At the time, the Phillies had a 14-9 lead, which dissipated in the Blue Jays' six-run eighth inning.

Scoring change

A scoring change turned Game 4 into an error-free contest. Phillies third baseman Dave Hollins had been charged with a two-base error on a sharp drive down the left-field line by Paul Molitor.

The play came in the midst of the Blue Jays' rally in the eighth. The call was corrected and Molitor credited with a double and an RBI, and the Blue Jays' six runs in the inning became earned.

The change resulted in a World Series record-tying 32 hits, matching the mark set by the Yankees and Pittsburgh Pirates in New York's 12-0 victory in Game 6 in 1960.

It also meant three earned runs -- instead of one -- were charged against Phillies reliever Larry Andersen.

No lead is safe

Manager Jim Fregosi admitted that even when the Phillies had a five-run lead, which they did twice in Game 4, he didn't feel safe.

"At no point in the game did I feel comfortable with the amount of runs we had," said Fregosi, who received some criticism for pinch-hitting for reliever Roger Mason with a 10-7 lead in the fifth.

"I tried to score runs at every available opportunity. I think our middle relief is a little worn out. [David] West never pitched as much in relief as he has this year."

Mistaken identity?

Carter was upset with an item that appeared in a Philadelphia gossip column. It said Carter, Molitor and Blue Jays catcher Pat Borders spent about an hour Monday night (an off day) at a nightclub that isn't listed in the family entertainment section of the telephone book.

The report apparently was based on a "tip" by a cab driver. Borders also expressed concern, especially because he and former teammate David Wells have been victims of impersonators in the past.

The three players said they spent Monday night with their families.

The Fame game

Carter said he thought four of his teammates could be candidates for the Hall of Fame.

"I think Rickey Henderson will definitely be there," said Carter. "Molitor has a great chance, [Dave] Stewart has some incredible num

bers and Robbie Alomar is only 23 -- I think he has a great chance.

"But if you ask the guys, that's not what they play for -- they play for the love of the game. When you're playing, I guarantee you no one is thinking about the Hall of Fame."

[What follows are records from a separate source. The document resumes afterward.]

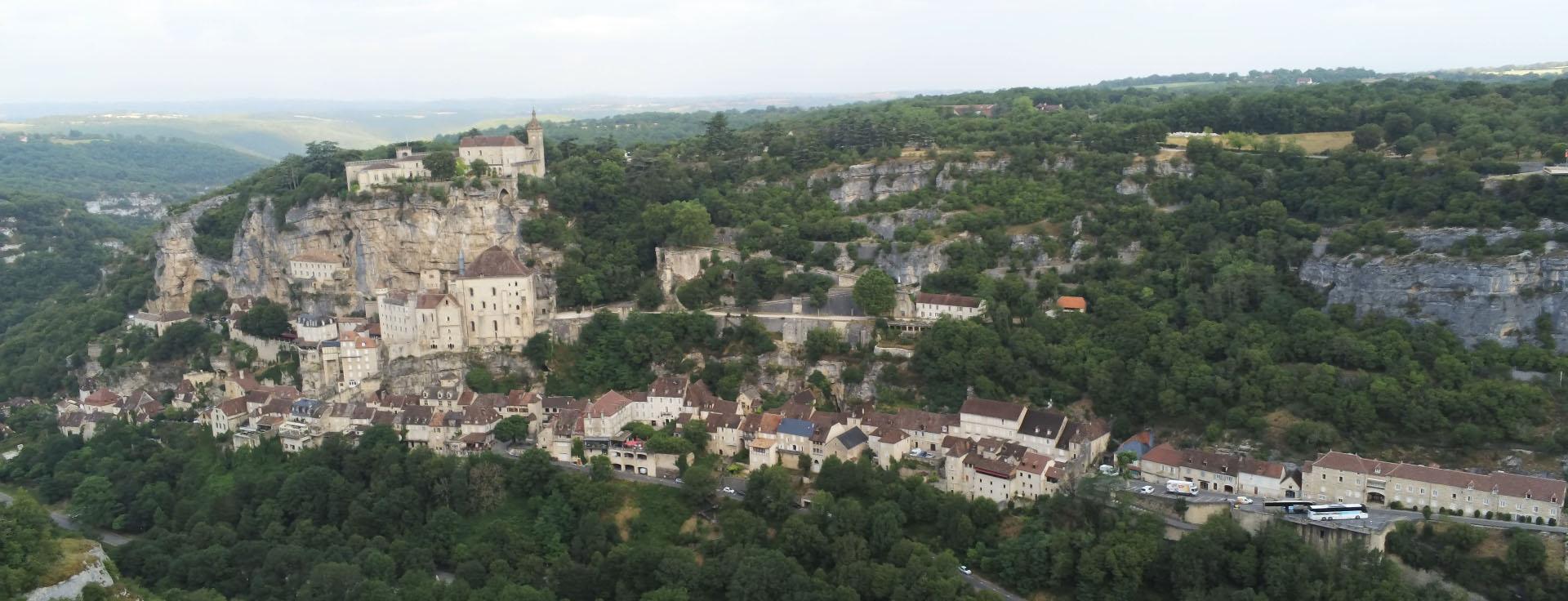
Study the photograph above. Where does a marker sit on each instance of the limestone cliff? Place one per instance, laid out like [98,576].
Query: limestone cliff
[385,242]
[1479,300]
[882,180]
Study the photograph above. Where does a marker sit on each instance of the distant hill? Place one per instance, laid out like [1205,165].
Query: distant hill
[87,167]
[1508,73]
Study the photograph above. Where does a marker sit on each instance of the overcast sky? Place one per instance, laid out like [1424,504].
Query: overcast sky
[73,51]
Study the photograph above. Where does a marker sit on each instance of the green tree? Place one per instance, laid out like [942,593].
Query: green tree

Carter failed to mention himself in the discussion. His credentials include driving in 100 runs or more in seven of the past eight seasons, getting 98 in the other.

Dykstra's power

Len Dykstra became the fourth player in World Series history to hit two home runs in a losing cause.

The other three were Willie Aikens (Kansas City, 1980), Mickey Mantle (Yankees, 1958) and Duke Snider (Dodgers, 1952).

With nine career postseason home runs, Dykstra leads all active players. He is tied for 17th on the all-time World Series list with five.

DeJesus files grievance

Right-hander Jose DeJesus has filed a grievance against the Phillies, claiming he was injured when his contract was assigned outright to Triple-A Scranton/Wilkes-Barre on Aug. 3.

He is seeking reinstatement to the major-league disabled list, plus service time from the day he was sent to the minors until the end of the season.

Miscellaneous

Henderson has batted leadoff in 14 World Series games. In those games he has a .471 on-base percentage and a .308 batting average, with two singles, a double, a home run and four walks. . . . When Philadelphia starter Tommy Greene and Toronto reliever Al Leiter hit safely in Game 4, it was the first time opposing pitchers have done that in a World Series game since Ken Holtzman (Athletics) and Andy Messersmith (Dodgers) on Oct. 12, 1974. . . . The five RBI by Tony Fernandez and Thompson in Game 4 were one shy of the single-game record set by Yankees second baseman Bobby Richardson in Game 3 in 1960. Fernandez and Thompson became the 14th and 15th players to drive in five in a World Series game.